Homophobia

April 2002

Two Northern California school districts are finding out just how complicated diversity training can be. Teachers in one East Bay school district are objecting to a required in-service staff development that focuses gay/lesbian/bi-sexual/transgender youth. Their request to be excused from the training due to religious objections was turned down by administrators. The teachers are threatening to sue the district with help from a conservative legal defense organization.

Further north along the coast school Planned Parenthood speakers were invited to address a require freshman health class on homosexuality and homophobia. In their opening exercise attempting to identify homophobia, students reported being asked if their religion taught that homosexuality is a sin or something wrong. Parent were not notified prior to the presentation and are now claiming religious harassment and considering a lawsuit.
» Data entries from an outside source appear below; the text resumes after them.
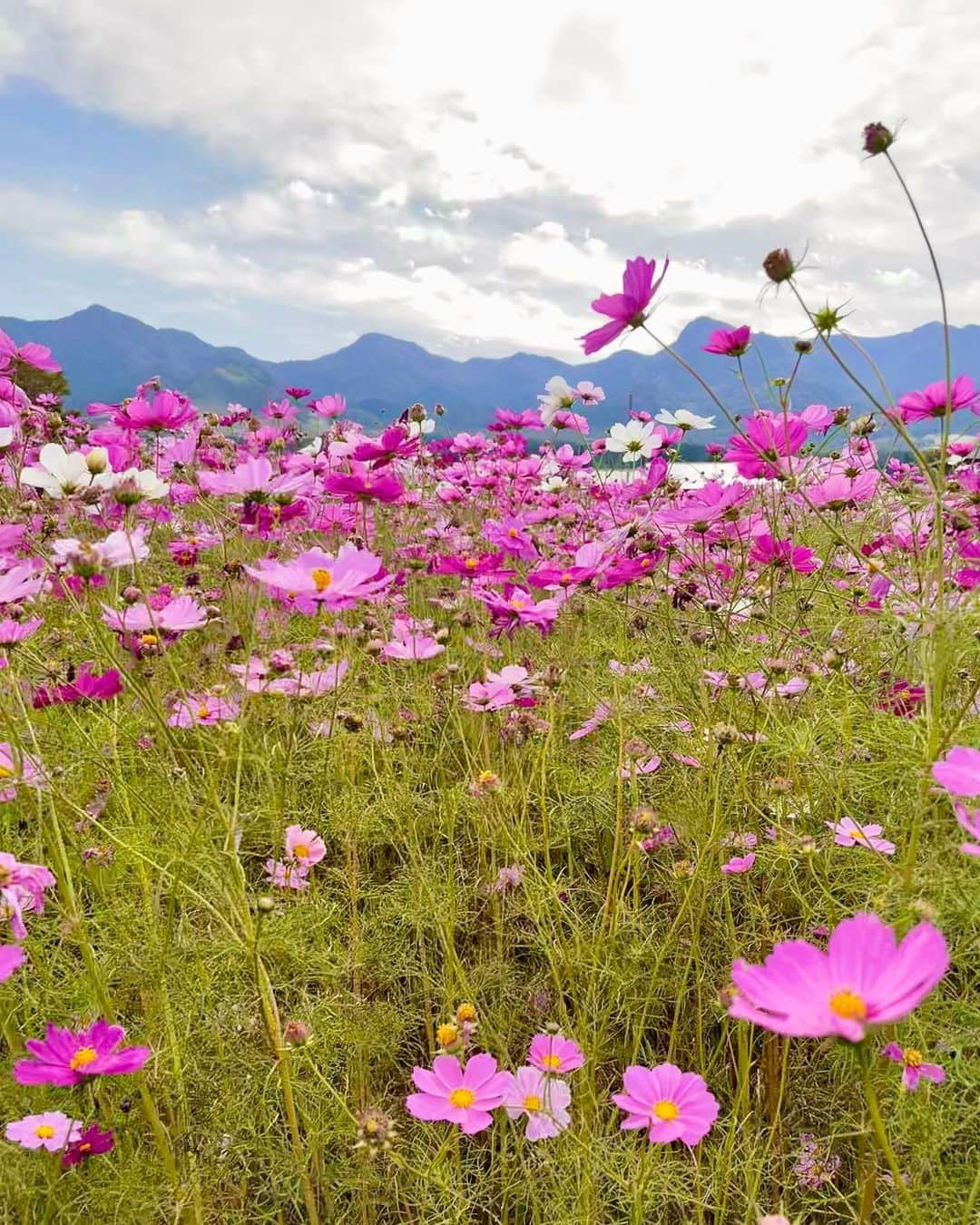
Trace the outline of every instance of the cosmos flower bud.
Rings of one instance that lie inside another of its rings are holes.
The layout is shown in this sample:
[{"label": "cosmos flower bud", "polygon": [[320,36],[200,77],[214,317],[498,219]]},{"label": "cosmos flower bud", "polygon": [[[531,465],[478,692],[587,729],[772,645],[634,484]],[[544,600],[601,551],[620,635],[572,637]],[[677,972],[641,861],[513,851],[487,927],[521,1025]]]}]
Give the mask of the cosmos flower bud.
[{"label": "cosmos flower bud", "polygon": [[789,254],[786,247],[783,246],[777,247],[774,251],[769,251],[762,261],[762,271],[769,281],[778,285],[783,281],[789,281],[796,271],[796,265],[793,262],[793,256]]},{"label": "cosmos flower bud", "polygon": [[878,153],[884,153],[886,149],[892,147],[895,140],[884,124],[866,124],[862,136],[862,148],[869,157],[877,157]]}]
What is a district to do? Most districts recognize that gay/lesbian/bi-sexual/transgender students and staff are often the targets of harassment and incidents of violence. State law now requires districts to ensure that staff and students are not subjected to harassment or violence based on sexual orientation or gender identity. However, inviting gay and lesbian advocacy groups to conduct this training might create more difficulties in your community than it answers.

Many of these diversity-training programs wittingly or unwittingly undermine the religious views of parents who believe homosexuality has moral implications. Unfortunately these programs think that safety can only be achieved by teaching that such views are ignorant, out-of-date or homophobic. This approach, however, fails because it will not change people’s religious or moral views, nor should the State of California be engaged in attempting to do so.

The best diversity-training programs are not based on agreement about the morality or origins of homosexuality, but on First Amendment ideals that encourage participants to recognize and respect our differences as a society. We do not have to agree on these issues to make a mutual commitment that public schools offer a safe environment for all. By affirming that there is no good reason that any student or staff member to be harassed or bullied we can build mutual respect and security by recognizing our different points of view, not erasing them.

Given the legal obligations involved, these programs must cover the specific challenges of gay/lesbian/bi-sexual/transgender issues, but should do so in a larger context addressing all the reasons that students harass and bully each other. First Amendment based programs give educators a way to do that without having to make staff and students.